Дмитрий Вересов - Смотритель
Глава 21
До утра Маруся и Павлов, как в тенетах, бились в странных обстоятельствах своей встречи и своего чувства. Они размышляли о небесном и о земном, о прошлом и будущем, о востоке и западе. То им вдруг казалось, что они уже нашли разгадку, и все становилось понятно и просто, но эти мгновения тотчас ускользали, и какая-нибудь очередная деталь вновь погружала их в полный хаос, в котором каждый найденный ответ приводит не столько к разрешению очередной загадки, сколько к открытию новой тайны. И в этом не было бы еще никакой беды, поскольку любовь и так всегда загадка и тайна, но в этом поиске в затылки обоим то жаром, то холодом дышала сама судьба. Причем судьба, по-видимому, не только их двоих, но и еще кого-то другого, или даже больше – других. И эта судьба оставляла свои знаки повсюду, куда бы они ни обратили свой взор и куда бы ни пошли.

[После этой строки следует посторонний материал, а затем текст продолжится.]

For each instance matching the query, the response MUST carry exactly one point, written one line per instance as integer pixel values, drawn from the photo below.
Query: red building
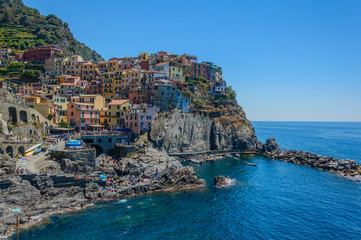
(41, 53)
(200, 70)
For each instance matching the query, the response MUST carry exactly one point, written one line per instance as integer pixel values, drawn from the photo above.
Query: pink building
(140, 116)
(81, 115)
(94, 87)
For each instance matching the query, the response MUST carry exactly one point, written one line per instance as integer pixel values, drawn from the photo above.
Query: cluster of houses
(119, 93)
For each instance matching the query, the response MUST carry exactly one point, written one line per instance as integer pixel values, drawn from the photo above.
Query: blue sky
(288, 60)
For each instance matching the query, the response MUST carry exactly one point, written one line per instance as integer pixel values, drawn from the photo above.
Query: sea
(274, 200)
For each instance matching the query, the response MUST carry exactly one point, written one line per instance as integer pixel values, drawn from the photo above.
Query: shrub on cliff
(30, 75)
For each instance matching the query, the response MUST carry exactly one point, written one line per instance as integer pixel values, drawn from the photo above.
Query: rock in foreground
(223, 181)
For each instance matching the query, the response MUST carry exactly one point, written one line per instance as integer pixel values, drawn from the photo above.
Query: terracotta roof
(118, 102)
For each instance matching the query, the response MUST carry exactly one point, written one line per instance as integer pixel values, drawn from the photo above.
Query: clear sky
(288, 60)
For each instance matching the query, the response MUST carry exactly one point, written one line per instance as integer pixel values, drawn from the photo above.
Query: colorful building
(84, 111)
(139, 118)
(115, 114)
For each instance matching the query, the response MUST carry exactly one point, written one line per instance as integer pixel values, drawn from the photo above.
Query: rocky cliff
(202, 131)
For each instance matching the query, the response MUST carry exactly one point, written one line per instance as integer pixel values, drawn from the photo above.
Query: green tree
(198, 102)
(7, 17)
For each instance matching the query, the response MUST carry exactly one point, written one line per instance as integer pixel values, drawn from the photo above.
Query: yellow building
(175, 71)
(117, 84)
(132, 79)
(96, 100)
(108, 87)
(115, 115)
(87, 70)
(112, 66)
(61, 79)
(62, 108)
(143, 56)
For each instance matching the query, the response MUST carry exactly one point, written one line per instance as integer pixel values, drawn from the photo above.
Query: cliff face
(187, 132)
(23, 27)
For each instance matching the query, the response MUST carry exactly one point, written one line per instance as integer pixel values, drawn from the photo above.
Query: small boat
(29, 153)
(33, 148)
(37, 150)
(251, 164)
(195, 161)
(74, 143)
(53, 148)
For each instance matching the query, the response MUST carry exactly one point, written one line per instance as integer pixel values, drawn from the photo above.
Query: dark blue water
(335, 139)
(275, 200)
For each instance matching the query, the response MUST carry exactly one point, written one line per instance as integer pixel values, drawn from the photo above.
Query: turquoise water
(275, 200)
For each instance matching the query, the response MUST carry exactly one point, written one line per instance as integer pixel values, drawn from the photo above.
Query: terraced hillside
(22, 27)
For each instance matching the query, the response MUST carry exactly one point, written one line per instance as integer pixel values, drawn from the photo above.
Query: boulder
(223, 181)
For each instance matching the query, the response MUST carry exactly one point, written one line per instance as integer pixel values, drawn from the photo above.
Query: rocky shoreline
(146, 171)
(344, 167)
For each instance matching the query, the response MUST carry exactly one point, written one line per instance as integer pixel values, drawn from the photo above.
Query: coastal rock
(186, 132)
(270, 146)
(348, 168)
(146, 163)
(223, 181)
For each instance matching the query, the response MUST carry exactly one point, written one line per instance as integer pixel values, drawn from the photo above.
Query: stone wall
(76, 161)
(57, 181)
(14, 113)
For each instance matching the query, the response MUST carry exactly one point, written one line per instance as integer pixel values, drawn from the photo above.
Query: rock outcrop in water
(196, 132)
(223, 181)
(146, 171)
(348, 168)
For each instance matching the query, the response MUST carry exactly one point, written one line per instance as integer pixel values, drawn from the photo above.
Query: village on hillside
(121, 94)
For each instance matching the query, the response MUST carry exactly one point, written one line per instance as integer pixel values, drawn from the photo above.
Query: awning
(96, 125)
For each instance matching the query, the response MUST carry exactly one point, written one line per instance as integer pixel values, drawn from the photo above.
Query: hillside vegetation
(22, 27)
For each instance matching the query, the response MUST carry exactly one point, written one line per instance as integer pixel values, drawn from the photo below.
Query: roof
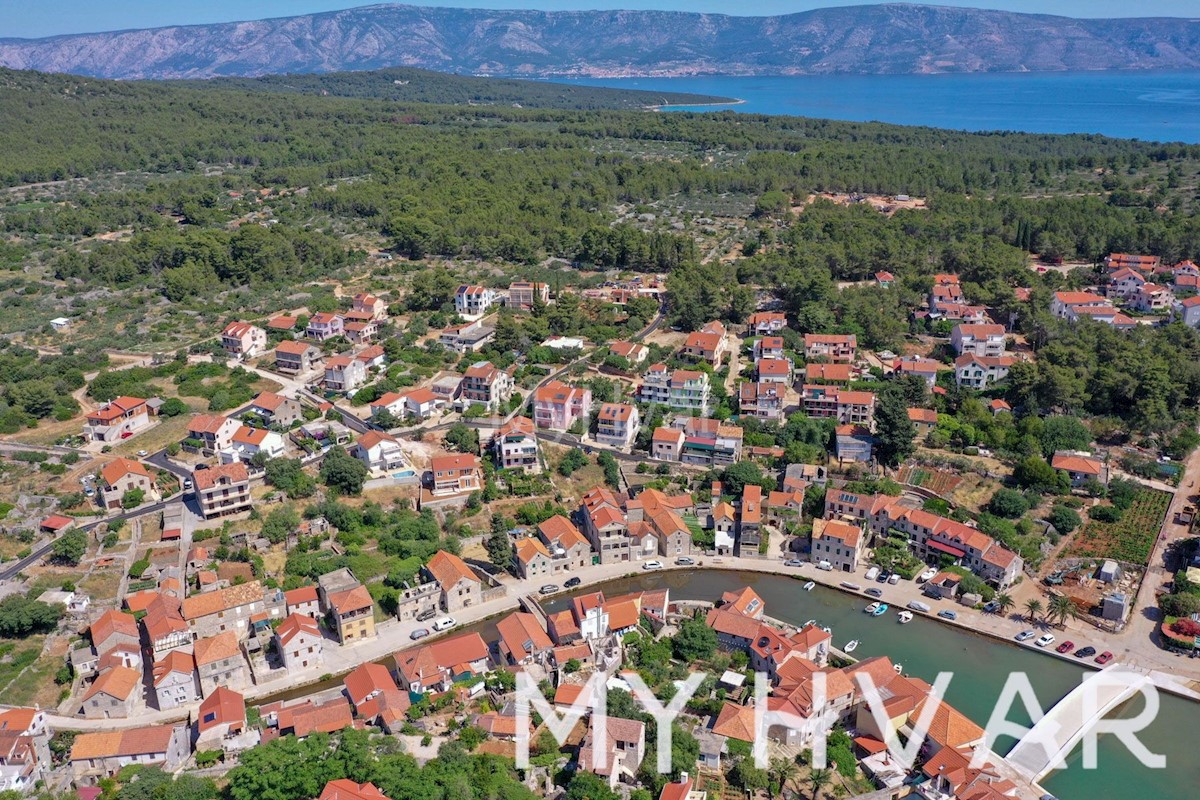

Ох, как это не просто неподготовленным, слабым в таинственных общениях с миром людям двадцать первого века чувствовать на своих затылках дыхание вечности. Оно не возносит их к звездам, как возносило их предков, а неодолимым грузом придавливает к земле, и вместо печати избранности они несут крест непонимания и тоски.
Под утро, когда из всех звуков мира остался лишь тонкий заунывный звон бьющегося в окно овода, а они, не смыкавшие всю ночь глаз, так ни к чему и не пришли, Маруся вздохнула и, наконец, сказала то, что они упорно таили друг от друга все это время:
– И все же мы должны достать весь рассказ. Пока мы не узнаем, что нас ждет дальше…
– Глупости! – взорвался Павлов. – Знать будущее – чудовищно. Этого никому не надо! Это значит обречь себя на какую-то уже не свою жизнь!
– А что если мы попали в эту чужую жизнь именно из-за того, что своя была слишком бедная, слишком убогая, – и, может быть, лучше уж тогда прожить чужую. Но яркую?
– Что за самоуничижение?! Чем плоха твоя жизнь? Ты тонкая, честная, умная…
– …любящая животных больше, чем людей. Непонятно как и во что верящая. Не умеющая заработать достаточно денег, пристрастная…
– …страстная, – еле слышно эхом подхватил Павлов и приник губами к теплой ямке между Марусиным плечом и шеей.
– …ничего или почти ничего не знающая…
– А чем, чем, собственно говоря, лучше жизнь этого твоего Артемия?
– Не знаю. Но она значительней и достойней, что ли. И твоя Тата лучше, чем я.
Павлов застонал от бессилия доказать Марусе химеричность ее убеждения.
– Ладно, пусть так, мы плохие и примитивные, – но зачем же тогда таким людям, как мы, дана столь удивительная возможность? Пусть бы тогда она и досталась каким-нибудь блестящим эрудитам, которые истинно верят, являются высокодобродетельными и так далее. Логично?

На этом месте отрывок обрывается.